Em Iakútia e no Extremo Oriente da Rússia esta manhã chegou uma temperatura anormalmente baixa. O maior frio fez na cidade de Ytyk-Kyuel, onde foram registrados 56 graus abaixo de zero. Todas as escolas cancelaram as aulas, jardins de infância estão fechados.
Os frios com uma marca abaixo de 50 graus negativos, que envolveram uma enorme área de Iakútia, durarão mais alguns dias. 30-40 graus abaixo de zero são registrados no Kolyma, Chukotka, na região de Amur e autônomo judaico, regiões Primorski e Khabarovski em Sacalina.

Voz da Rússia


----------



## ecobcg (20 Jan 2012 às 12:17)

Outro video sobre a enorme queda de neve no Japão:

http://english.ntdtv.com/ntdtv_en/news_asia/2012-01-17/record-snow-sweeps-japan.html


----------



## Danilo2012 (21 Jan 2012 às 07:09)

sigo em nagano com tempo nublado nas proximas horas esta previsto nuvens do pacifico vim para nagano.

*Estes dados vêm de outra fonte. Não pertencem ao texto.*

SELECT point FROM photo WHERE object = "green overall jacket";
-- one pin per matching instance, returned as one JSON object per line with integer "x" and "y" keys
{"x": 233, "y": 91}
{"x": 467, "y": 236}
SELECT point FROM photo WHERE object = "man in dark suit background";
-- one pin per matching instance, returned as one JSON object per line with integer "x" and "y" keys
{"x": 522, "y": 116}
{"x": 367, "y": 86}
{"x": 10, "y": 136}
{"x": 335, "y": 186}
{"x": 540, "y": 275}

  O tempo tem ficado severo nos ultimos dias principalmente em hokkaido onde ja estava mais frio des de dezembro. 

  O tempo em minha cidade tem ficado seco devido a distancia do mar mais no norte esta bem feio o tempo quando fui em hakuba 120 km para norte apanhei uma nevasca que deixou o dia bem escuro e nao se via nada a 30 metros de distancia.

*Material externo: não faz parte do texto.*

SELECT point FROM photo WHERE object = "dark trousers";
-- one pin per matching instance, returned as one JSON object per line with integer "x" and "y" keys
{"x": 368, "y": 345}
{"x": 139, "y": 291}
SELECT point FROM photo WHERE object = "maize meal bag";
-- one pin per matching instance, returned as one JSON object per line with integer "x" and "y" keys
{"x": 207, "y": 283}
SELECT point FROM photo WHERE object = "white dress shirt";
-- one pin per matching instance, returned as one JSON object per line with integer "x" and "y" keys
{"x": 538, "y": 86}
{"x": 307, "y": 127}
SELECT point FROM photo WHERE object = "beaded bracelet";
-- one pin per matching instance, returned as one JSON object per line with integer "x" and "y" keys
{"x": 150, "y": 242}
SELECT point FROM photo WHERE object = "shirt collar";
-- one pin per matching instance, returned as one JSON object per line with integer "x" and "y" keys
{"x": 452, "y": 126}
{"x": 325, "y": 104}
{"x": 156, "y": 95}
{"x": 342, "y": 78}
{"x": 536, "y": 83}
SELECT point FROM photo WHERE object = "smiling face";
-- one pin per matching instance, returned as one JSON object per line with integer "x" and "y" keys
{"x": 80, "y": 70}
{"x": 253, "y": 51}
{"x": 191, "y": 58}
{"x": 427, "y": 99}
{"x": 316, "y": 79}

  Agora esta comessando a nevar chuver e esta 3c os flocos hora ficao enorme devido a alta humidade.

  o tempo nessa semana ficara muito nublado algo incomum para essa epoca do ano e ficara bem frio, semana que vem vai vim a vaga de frio mais forte dessa temporada de inverno. Estao previsto bastante neve nas cidades proximas ao mar do japao


----------



## Mário Barros (21 Jan 2012 às 13:39)

O Afeganistão tem estado a ser abalado por vários nevões que têm estado a causar avalanches, já morreram cerca de 30 pessoas.

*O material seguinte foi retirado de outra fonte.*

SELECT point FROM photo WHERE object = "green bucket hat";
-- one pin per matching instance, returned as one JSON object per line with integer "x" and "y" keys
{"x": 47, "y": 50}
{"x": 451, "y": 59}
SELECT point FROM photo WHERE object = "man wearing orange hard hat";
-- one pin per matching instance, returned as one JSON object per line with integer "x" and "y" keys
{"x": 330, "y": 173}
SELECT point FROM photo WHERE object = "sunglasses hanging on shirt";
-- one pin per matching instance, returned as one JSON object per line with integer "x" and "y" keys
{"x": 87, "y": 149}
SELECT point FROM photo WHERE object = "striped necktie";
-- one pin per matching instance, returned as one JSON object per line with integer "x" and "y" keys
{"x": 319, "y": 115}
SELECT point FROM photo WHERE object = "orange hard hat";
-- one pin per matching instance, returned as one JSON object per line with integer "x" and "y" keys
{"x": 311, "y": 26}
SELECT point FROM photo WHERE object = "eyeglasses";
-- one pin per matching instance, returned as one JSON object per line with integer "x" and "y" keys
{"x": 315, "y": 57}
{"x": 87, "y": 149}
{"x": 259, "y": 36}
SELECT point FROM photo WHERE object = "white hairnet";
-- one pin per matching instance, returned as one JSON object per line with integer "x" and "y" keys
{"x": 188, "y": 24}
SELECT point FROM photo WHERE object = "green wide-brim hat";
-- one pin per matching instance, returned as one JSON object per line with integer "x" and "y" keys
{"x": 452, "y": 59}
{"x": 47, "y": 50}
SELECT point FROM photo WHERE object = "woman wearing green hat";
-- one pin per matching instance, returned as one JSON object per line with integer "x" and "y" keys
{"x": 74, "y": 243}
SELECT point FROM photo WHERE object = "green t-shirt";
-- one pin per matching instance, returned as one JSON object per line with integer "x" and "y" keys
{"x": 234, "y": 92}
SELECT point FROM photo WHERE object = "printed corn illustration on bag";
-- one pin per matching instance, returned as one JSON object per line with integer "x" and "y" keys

Aqui fica uma foto do que tem andado a suceder por lá.


----------



## Gerofil (2 Fev 2012 às 01:19)

*Nevasca faz mais de 50 mortos no Japão*


quattrofamily

As tempestades de neve que estão atingindo a costa oeste do Japão nos últimos dias já provocaram mais de 50 mortes. De acordo com a imprensa japonesa, pelo menos, outras 600 pessoas ficaram feridas até a noite desta quarta. As nevascas desta quarta foram consideradas as piores dos seis últimos anos no país. Em algumas cidades, o acúmulo de neve chegou a mais de três metros, fazendo com que as casas ficassem praticamente cobertas.
Na região de Akita, no nordeste, uma avalanche deixou três mulheres soterradas. Apesar dos ferimentos, elas sobreviveram. A força da tempestade fez com que pelo menos uma ponte desabasse. Além disso, dezenas de escolas e lojas precisaram ser fechadas. Os moradores da região oeste foram aconselhados a sair de casa somente se for necessário. A previsão da Agência Meteorológica do Japão é de que mais neve caia nesta quinta-feira ao longo de todo o dia. 
Remoção/ Para conseguir andar nas ruas, os moradores são obrigados a abrir com as mãos estreitos caminhos no meio da montanha gelada, já que faltam máquinas para fazer a limpeza. Em discurso no parlamento, o primeiro-ministro, Ioshihiko Noda, prometeu mais dinheiro para combater os efeitos das nevascas. O governo japonês alerta, no entanto, que a maior parte das mortes registradas desde o início do ano foi consequência da remoção da neve, ou seja, pessoas que decidiram varrer a neve das ruas e calçadas dos locais mais atingidos. 

Fonte: BomDia


----------



## Lightning (27 Fev 2012 às 23:31)

*Indonésia: Tornado causa cinco mortos nas ilhas de Sulawesi e Sumatra *

Jacarta, 25 fev (Lusa) -- Cinco pessoas morreram na sequência de um tornado que atingiu, na sexta-feira ao final da tarde, o sul da ilha de Sulawesi e o norte da ilha de Sumatra, na Indonésia, indicou hoje fonte oficial.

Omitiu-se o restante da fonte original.